Somehow a stimulus check just doesn’t seem stimulating enough to jumpstart my flatlining bank account. I’m thinking I need to make a little extra dough on the side before I can start feeding any to our flagging economy, but I don’t have any skills. I’ve thought about growing vegetables, building furniture, or washing windows to pad my pockets, but I don’t have a garden, I’m useless with a hammer, and … well, I don’t want to work that hard. So instead I’m looking to make the most (money) using what I’ve got at my fingertips. After doing a little research, here are the resources I discovered, some of which I never even knew were valuable:
Hairy Business
Real hair is in huge demand for use as hair extensions, hairpieces, and wigs. So, if (like me) you can’t grow weeds, but you can grow a mean head of hair, then check out the world’s largest independent hair sale site, Hairtrader. Now, you can’t just sell any old head of hair: hair must be naturally beautiful—that means it’s never been bleached, permed, tinted, highlighted, chemically straightened, or otherwise subjected to the demands of modern life. That rules out me and most of the western world too. To date, the record sale was $2,500 for 25” of light brown hair. (Photo source: Shevy wigs)
Pissing Away Poverty
If your urine is drug and alcohol-free, you might be able to strike (liquid) gold.

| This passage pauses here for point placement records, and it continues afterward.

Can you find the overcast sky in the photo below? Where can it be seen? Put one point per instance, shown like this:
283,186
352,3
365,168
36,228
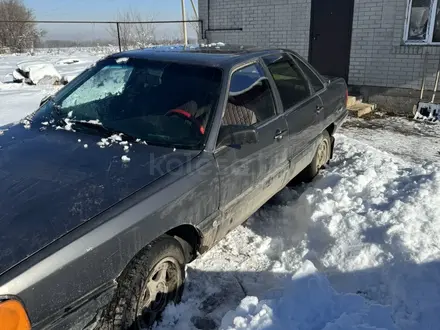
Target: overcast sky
103,10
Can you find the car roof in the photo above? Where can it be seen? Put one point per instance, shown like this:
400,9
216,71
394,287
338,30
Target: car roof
216,55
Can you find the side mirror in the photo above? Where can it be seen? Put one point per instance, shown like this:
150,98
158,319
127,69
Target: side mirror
237,135
45,99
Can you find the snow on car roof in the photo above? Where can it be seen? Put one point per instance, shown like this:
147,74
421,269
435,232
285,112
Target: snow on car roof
218,55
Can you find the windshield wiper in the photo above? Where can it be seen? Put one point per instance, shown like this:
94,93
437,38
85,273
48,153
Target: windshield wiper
99,128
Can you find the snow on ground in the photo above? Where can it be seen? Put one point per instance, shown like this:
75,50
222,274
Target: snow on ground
409,139
369,225
18,100
356,249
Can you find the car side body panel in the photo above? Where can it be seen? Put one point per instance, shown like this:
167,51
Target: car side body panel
66,281
89,258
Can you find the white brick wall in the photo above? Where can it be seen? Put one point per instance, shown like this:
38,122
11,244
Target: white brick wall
266,23
378,57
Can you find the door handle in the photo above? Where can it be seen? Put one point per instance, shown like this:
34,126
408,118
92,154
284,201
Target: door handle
279,134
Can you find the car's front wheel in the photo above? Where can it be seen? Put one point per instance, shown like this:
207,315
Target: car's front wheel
152,280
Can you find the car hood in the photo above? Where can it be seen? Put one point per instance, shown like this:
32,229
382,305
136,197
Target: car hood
53,181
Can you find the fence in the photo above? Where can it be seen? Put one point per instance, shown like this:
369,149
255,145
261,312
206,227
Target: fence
121,34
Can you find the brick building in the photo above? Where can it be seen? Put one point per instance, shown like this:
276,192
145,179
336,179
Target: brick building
382,47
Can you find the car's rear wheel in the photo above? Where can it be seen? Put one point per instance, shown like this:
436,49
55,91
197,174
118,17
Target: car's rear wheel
151,281
321,158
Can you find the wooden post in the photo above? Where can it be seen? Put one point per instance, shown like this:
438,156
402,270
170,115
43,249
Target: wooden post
119,36
185,33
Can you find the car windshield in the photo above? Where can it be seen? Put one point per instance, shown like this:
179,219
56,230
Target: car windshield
160,103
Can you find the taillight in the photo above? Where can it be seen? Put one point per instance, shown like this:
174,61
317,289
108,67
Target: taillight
13,316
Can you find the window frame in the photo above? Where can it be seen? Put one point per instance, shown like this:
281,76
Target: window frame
242,66
313,94
297,59
430,28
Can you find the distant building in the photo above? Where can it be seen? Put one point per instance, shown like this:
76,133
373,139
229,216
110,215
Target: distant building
382,47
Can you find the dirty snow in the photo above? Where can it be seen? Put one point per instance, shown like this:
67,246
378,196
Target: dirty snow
369,225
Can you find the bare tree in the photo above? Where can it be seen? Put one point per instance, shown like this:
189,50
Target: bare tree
132,34
17,35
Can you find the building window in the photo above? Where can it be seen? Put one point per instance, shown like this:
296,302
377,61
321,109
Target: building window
422,25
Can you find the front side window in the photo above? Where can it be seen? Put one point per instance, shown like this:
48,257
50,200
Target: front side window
292,85
423,23
250,99
167,104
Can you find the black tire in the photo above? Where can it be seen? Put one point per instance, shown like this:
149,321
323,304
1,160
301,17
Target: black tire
319,160
131,307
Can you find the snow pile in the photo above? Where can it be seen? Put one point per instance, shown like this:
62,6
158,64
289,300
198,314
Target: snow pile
370,225
309,302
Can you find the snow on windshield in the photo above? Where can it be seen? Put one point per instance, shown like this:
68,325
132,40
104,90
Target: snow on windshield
109,81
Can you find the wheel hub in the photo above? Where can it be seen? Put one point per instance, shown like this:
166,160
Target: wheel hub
322,155
160,289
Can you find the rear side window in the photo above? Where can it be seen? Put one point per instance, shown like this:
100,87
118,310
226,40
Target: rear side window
250,99
314,80
292,85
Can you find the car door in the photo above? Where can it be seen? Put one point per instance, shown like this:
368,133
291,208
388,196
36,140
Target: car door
300,105
320,89
251,174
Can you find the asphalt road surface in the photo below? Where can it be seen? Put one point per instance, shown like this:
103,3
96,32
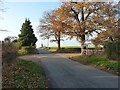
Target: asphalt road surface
65,73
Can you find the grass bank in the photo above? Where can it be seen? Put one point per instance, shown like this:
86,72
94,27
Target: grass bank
23,74
101,63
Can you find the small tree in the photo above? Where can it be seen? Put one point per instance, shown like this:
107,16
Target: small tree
27,37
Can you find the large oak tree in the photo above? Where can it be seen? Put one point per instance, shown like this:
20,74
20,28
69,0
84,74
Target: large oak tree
85,18
51,25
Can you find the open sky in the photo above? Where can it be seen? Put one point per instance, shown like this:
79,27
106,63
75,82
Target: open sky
15,15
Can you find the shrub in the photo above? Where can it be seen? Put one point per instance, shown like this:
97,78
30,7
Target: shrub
113,50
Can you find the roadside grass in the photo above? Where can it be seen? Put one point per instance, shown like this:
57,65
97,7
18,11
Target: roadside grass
23,74
66,49
102,63
22,52
72,47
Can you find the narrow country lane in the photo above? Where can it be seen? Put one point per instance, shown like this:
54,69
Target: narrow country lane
65,73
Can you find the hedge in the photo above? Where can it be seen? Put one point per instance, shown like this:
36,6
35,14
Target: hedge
112,50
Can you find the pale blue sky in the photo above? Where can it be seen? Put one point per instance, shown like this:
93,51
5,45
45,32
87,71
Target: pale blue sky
15,15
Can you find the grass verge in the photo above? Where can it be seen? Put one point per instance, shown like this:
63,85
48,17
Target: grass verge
23,74
101,63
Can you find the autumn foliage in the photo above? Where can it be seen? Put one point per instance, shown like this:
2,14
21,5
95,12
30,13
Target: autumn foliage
81,19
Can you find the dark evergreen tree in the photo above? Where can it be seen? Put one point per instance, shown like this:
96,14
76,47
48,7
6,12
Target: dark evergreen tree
27,36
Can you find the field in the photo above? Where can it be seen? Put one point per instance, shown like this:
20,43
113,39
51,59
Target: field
99,62
23,74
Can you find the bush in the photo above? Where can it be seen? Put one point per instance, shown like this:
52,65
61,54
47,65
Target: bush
113,50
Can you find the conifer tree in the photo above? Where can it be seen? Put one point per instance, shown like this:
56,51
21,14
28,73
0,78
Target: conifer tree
27,36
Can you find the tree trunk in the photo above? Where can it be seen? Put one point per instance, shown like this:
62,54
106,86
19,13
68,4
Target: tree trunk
82,43
58,40
58,44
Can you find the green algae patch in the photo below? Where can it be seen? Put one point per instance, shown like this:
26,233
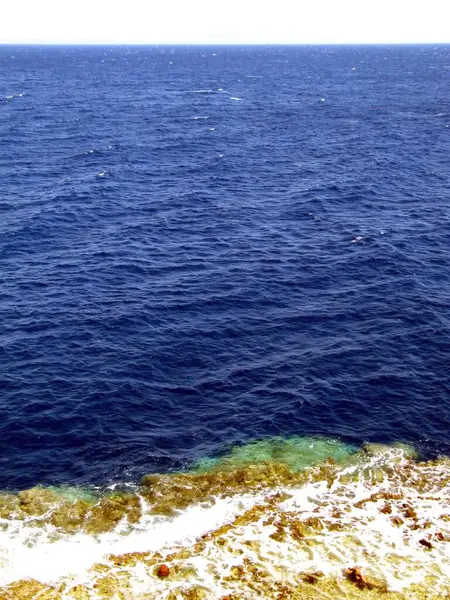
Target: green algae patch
297,453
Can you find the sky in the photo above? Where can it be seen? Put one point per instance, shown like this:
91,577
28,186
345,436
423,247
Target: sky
224,21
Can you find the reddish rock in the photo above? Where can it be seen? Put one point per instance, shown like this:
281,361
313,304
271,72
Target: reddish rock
163,571
355,576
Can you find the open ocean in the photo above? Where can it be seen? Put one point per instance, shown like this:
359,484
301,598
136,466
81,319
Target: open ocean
219,267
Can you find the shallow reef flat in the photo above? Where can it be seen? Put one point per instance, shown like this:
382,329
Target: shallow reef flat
366,523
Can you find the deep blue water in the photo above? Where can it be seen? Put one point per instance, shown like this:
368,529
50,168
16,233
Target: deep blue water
203,246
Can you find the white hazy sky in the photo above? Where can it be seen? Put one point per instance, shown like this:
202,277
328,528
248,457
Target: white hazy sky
224,21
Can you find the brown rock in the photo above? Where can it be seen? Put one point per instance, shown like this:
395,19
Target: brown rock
312,578
163,571
354,575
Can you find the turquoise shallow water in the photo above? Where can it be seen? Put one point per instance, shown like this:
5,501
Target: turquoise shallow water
202,248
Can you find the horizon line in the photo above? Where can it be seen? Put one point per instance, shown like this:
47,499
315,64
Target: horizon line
224,44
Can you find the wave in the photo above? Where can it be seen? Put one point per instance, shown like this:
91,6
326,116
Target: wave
294,518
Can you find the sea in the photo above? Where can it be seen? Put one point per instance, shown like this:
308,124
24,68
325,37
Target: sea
224,322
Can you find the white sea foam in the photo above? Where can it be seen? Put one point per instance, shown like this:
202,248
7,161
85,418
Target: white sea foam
380,522
39,553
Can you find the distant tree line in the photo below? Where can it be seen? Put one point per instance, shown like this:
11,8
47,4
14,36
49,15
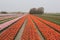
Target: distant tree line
39,10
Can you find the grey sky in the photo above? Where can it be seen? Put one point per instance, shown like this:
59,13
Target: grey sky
25,5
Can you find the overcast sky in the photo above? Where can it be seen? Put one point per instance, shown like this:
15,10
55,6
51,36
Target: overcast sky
25,5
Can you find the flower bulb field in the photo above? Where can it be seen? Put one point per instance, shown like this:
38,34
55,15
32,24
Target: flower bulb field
30,27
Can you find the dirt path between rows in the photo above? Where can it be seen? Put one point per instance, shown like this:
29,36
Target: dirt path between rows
18,37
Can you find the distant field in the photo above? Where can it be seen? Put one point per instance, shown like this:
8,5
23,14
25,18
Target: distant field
7,17
55,18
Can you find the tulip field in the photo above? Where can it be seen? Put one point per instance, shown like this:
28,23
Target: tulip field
35,28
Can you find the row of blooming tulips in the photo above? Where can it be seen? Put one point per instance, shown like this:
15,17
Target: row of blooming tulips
11,32
46,31
52,25
30,32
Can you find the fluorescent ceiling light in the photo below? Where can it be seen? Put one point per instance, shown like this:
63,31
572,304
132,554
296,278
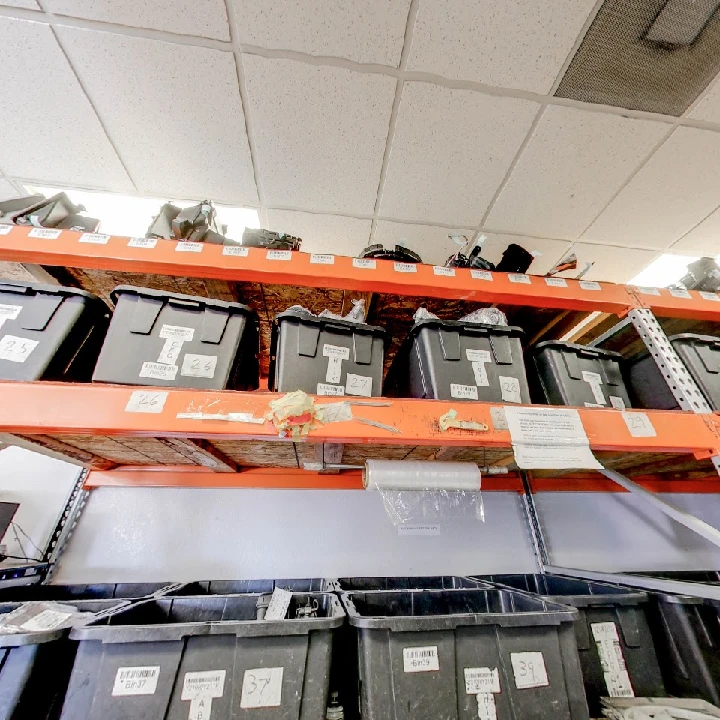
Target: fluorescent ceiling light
681,21
131,216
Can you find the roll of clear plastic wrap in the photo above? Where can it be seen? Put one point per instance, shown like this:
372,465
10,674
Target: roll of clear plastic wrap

Thanks to the scads of people addicted to drugs and alcohol, there’s a market for good, clean urine to help people ace their drug test. Granted, you could go to jail for selling your pee, but as someone wise and famous once said (probably someone who never attempted to sell their urine), without risk, there is no reward. Urea Sample sells synthetic urine kits to folks looking to beat drug tests for up to $139.95. If you cut out the middle man and go straight to the source, you can make around $200, according to arrest reports.
If risk is your thing and potential jail time isn’t too daunting, you could also consider selling your corneas, worth roughly $7000. Or if your pee isn’t pure, you can always just take it to the next level and opt to sell a kidney.
It’s Written All Over Your Face (and Neck, Biceps, and Back)
The advertising industry is desperate to find clever new ways to reach people. They’ve already placed ads at eye level on the back of the bathroom stall door, in school buses, on your favorite TV show, your laptop, iPod, and in video games. Now they’re eager to score new real estate—you! In 2006, Web-hosting company Globat purchased ad space on the back of a Lancaster, Pennsylvania man’s neck for an undisclosed sum of money. Robert Reames, III, age twenty-seven, had a globat.com ad tattooed on the back of his neck so he could buy a new car. I’ve often said, “I have eyes on the back of my head,” so I’m thinking I should offer the back of my head to Lenscrafters …
Got Milk?
I’ve heard many a lactating mother cry that throwing away expressed breast milk feels like throwing away liquid gold—and they’re right. While there are plenty of banks where you can sell/donate breast milk (once you’ve been screened of course), there’s also a thriving black market of men—or couples—with a breast milk fetish. (Maybe I’m just lactose intolerant, but eew!) Still, I guess if guys can make money selling sperm, why can’t we put the old mammaries to work? Another way to go is to answer this classified ad: “Got Milk? Earn $2000 per photo shoot modeling for BeautifulPregnant.com, the only pregnancy/lactation site that has a touch of class.”